İtirazın altında yatan nedeni nasıl okuyorsunuz?

“Bu kişiler devlet memurları arasından seçilecek. Devlet memurunu iktidar etkiler” şeklinde bir yaklaşım var. Türkiye’nin geçmişine bakarsak “Bu yanlıştır” diyemem ama burada asıl yanlış olan şey, biz valimizi devletin valisi, memurumuzu devletin memuru yapamamışsak bunun yansıması sadece seçimlerde olmaz ki. Devletin valisine güvenmemiz gerekir. ‘Devletin memuru’ değil, ‘iktidarın memuru’ olduysa bunu düzeltelim.

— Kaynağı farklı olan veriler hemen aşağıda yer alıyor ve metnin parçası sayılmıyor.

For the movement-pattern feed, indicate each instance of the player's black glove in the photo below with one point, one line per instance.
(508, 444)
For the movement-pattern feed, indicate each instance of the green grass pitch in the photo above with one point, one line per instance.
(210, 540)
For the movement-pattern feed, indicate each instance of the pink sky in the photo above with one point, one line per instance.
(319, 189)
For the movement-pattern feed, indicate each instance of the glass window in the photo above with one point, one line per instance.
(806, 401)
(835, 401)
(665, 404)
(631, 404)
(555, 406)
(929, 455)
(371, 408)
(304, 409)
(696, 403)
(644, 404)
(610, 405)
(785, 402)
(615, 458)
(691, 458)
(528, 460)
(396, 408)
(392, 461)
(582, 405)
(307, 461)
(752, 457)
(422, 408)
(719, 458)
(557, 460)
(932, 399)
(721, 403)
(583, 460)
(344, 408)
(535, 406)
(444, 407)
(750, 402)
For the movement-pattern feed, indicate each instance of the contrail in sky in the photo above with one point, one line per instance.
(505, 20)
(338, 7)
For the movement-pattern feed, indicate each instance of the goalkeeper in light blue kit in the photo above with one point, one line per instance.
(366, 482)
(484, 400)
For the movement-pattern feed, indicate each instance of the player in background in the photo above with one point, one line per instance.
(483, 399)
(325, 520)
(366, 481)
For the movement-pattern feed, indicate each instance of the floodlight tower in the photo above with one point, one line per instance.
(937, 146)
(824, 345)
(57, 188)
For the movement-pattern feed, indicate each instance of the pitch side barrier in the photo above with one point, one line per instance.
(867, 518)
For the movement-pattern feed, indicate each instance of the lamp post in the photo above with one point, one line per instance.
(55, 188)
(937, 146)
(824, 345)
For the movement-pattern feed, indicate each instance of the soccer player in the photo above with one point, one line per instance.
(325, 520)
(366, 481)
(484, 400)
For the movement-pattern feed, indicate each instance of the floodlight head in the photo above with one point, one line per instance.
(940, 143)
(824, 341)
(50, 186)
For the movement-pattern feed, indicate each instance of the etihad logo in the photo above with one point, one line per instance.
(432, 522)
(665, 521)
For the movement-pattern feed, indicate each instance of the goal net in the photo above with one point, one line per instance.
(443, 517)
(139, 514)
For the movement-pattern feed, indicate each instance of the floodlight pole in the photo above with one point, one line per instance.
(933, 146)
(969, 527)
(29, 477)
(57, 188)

Bence siyasi partilerin sandık kurulları üzerindeki denetimi bu sistemde de etkin olabilir. Çünkü hâlâ sandık kurulunun 5 üyesi siyasi parti temsilcilerinden oluşuyor. Ayrıca sandık çevresinde siyasi partiler ve bağımsız adayların göstereceği müşahitler de bulunabiliyor. Dolayısıyla siyasi partiler sandıklara sahip çıkarsa, sandık güvenliği sağlanabilir.

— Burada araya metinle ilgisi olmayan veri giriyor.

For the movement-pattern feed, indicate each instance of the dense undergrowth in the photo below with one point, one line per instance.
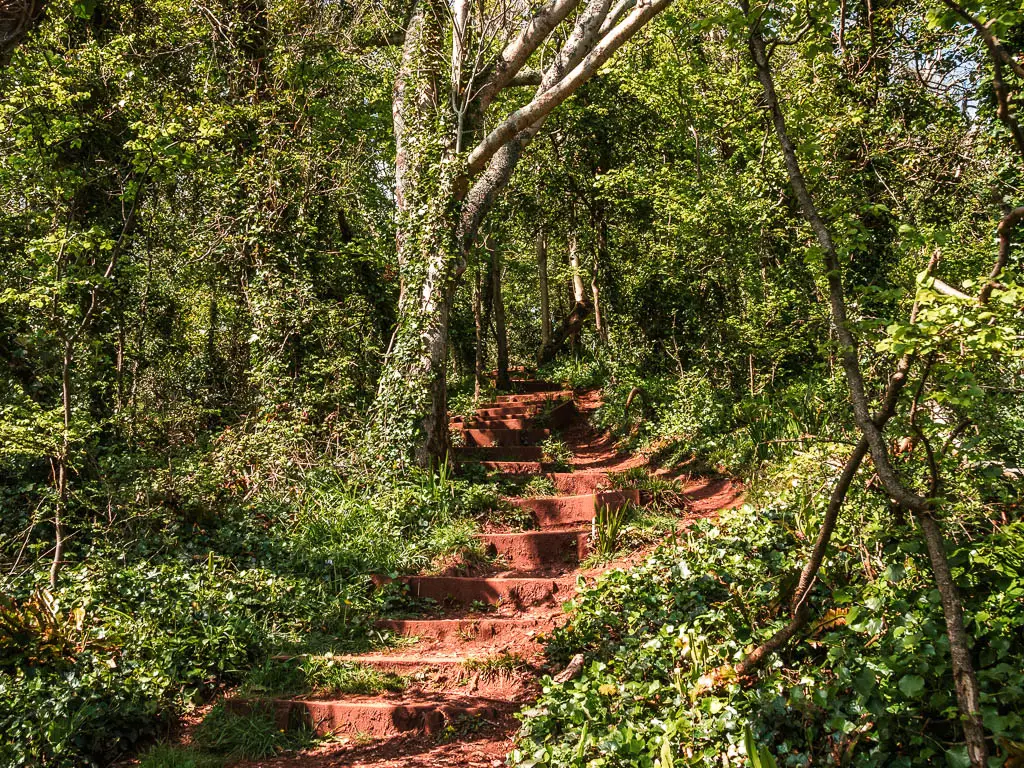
(868, 681)
(153, 617)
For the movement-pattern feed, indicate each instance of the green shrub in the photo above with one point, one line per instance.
(248, 736)
(870, 679)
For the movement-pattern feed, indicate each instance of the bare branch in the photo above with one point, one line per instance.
(517, 52)
(999, 53)
(614, 14)
(526, 77)
(16, 19)
(946, 290)
(543, 104)
(1006, 226)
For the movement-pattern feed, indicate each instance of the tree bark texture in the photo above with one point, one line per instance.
(964, 675)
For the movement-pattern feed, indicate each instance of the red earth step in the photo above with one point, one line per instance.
(502, 423)
(517, 592)
(501, 454)
(489, 437)
(512, 411)
(376, 717)
(532, 385)
(532, 398)
(467, 629)
(535, 549)
(565, 510)
(513, 469)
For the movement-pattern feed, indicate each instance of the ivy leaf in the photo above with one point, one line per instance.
(911, 685)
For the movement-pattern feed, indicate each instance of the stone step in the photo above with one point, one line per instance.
(530, 550)
(509, 590)
(550, 511)
(469, 630)
(377, 717)
(487, 437)
(493, 454)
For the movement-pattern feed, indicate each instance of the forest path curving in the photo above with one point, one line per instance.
(473, 657)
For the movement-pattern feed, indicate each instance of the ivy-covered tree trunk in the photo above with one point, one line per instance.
(410, 418)
(444, 186)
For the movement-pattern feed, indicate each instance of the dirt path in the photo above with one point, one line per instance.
(473, 659)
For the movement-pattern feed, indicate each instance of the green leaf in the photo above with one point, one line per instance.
(911, 685)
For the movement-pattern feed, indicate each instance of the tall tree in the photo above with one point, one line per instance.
(456, 62)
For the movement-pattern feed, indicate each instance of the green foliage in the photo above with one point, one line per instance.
(869, 680)
(318, 675)
(251, 735)
(608, 522)
(556, 453)
(168, 756)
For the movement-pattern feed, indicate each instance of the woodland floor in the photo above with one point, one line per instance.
(474, 658)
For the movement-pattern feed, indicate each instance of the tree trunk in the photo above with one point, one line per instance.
(965, 679)
(542, 273)
(598, 318)
(501, 337)
(579, 294)
(478, 324)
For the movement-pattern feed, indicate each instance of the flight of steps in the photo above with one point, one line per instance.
(473, 659)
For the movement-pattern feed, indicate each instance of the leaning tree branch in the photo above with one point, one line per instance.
(966, 681)
(511, 60)
(1003, 230)
(17, 18)
(995, 47)
(544, 103)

Seçim güvenliğinin sağlanmasında kolluk kuvvetlerinin varlığıyla ilgili de bir tartışma var…

Sandık güvenliğinin sağlanması bakımından, önceden sandık alanı vardı. Daha geniş bir çevreydi ve bence abartılıydı. Sandık alanı yerine yeni bir tanım getirildi. Bana göre daha gerçekçi bir tanım. Seçim güvenliği ile ilgili kısım şu: Seçim güvenliğini tehdit eden bir husus ortaya çıktığında eskiden sandık kurulu başkanı kolluk görevlisi çağırabiliyordu. Sandık kurulu ve başkanının bu bir yetkisi yine var. Ama onun dışında seçmenlerin ihbarı suretiyle buraya kolluk kuvveti gelme imkânı sağlanıyor. Ben bunu gerekli ve doğru bulmuyorum.

Sakıncası nedir?

Provokasyona müsait hale gelir. Endişem budur. Seçimlerin silah gölgesi altında yapıldığı yönünde istismarlara ve böyle bir zemin yaratmaya açık hale getirir. Gerek de ihtiyaç da yoktur.

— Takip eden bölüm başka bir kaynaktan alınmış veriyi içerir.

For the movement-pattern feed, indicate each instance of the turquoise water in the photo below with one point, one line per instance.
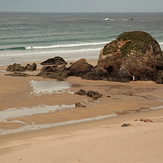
(36, 36)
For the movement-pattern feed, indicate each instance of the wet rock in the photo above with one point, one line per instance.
(94, 94)
(16, 74)
(79, 105)
(54, 72)
(126, 125)
(31, 67)
(15, 67)
(54, 61)
(81, 92)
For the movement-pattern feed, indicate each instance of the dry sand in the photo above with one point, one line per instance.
(96, 141)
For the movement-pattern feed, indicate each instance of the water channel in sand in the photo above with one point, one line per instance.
(49, 87)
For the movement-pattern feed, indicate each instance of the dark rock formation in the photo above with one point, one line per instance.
(93, 94)
(131, 54)
(31, 67)
(15, 67)
(16, 74)
(54, 72)
(79, 68)
(54, 61)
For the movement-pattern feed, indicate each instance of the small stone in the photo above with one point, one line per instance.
(81, 92)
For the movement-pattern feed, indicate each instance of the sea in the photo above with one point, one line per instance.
(37, 36)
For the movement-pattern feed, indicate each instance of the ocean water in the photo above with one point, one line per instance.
(38, 36)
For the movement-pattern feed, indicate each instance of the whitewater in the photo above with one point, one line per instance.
(37, 36)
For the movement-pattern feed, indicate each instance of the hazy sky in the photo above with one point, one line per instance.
(82, 5)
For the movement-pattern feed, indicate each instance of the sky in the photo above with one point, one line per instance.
(82, 5)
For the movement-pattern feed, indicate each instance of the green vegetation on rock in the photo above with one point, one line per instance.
(130, 43)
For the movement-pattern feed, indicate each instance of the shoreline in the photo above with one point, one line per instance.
(130, 101)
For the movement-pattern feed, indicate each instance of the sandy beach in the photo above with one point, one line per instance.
(63, 133)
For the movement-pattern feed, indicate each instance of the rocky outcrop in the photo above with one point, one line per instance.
(54, 72)
(18, 68)
(16, 74)
(93, 94)
(54, 61)
(131, 54)
(15, 67)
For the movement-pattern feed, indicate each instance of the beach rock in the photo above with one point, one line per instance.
(131, 54)
(16, 74)
(79, 68)
(15, 67)
(94, 94)
(79, 105)
(81, 92)
(54, 72)
(31, 67)
(54, 61)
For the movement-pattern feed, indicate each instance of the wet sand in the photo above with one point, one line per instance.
(90, 141)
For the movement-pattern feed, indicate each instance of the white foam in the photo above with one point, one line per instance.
(24, 111)
(66, 45)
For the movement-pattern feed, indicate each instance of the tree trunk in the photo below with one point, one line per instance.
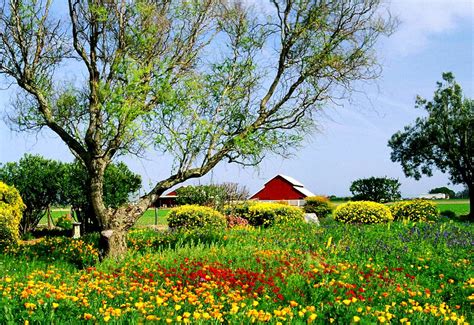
(113, 244)
(471, 201)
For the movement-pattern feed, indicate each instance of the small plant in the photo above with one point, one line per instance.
(11, 208)
(192, 217)
(415, 210)
(65, 222)
(236, 221)
(319, 205)
(267, 214)
(362, 212)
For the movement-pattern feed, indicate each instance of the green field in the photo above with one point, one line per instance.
(146, 220)
(459, 207)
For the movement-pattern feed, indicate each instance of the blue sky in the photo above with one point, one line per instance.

Aynı binada oturan seçmenlerin aynı seçim bölgesinde kalmak kaydıyla farklı sandık bölgelerine kaydırılabileceği ifadesi var. Bu da mükerrer oy ile ilgili kaygı uyandırdı. Katılır mısınız?

Artık büyük apartmanlar var. Dolayısıyla aynı sandıkta oy kullanmayı beklemek gerçekçi değil. Aynı binada oturan seçmenlerin, aynı seçim bölgesinde kalmak kaydıyla farklı sandıklara kaydırılmasından şunu anlıyorum: Sandıklar aynı binada, farklı odalarda yan yana konulacak. Bir no.lu sandıkta değil de, iki no.lu sandıkta oy kullanacaksın. İlçe seçim kurullarının, seçmeni oturduğu evin uzağında bir sandığa yönlendirileceğini düşünmüyorum. Seçmen listeleri önceden ilan ediliyor. Böyle bir durum ortaya çıkarsa itiraz edilir. Siyasi partiler ve seçmen bunu takip etmeli. Bu durum kuşkusuz denetimi biraz zorlaştırır ama imkânsız hale de getirmez. Mükerrer oy endişesi de buradan doğuyor.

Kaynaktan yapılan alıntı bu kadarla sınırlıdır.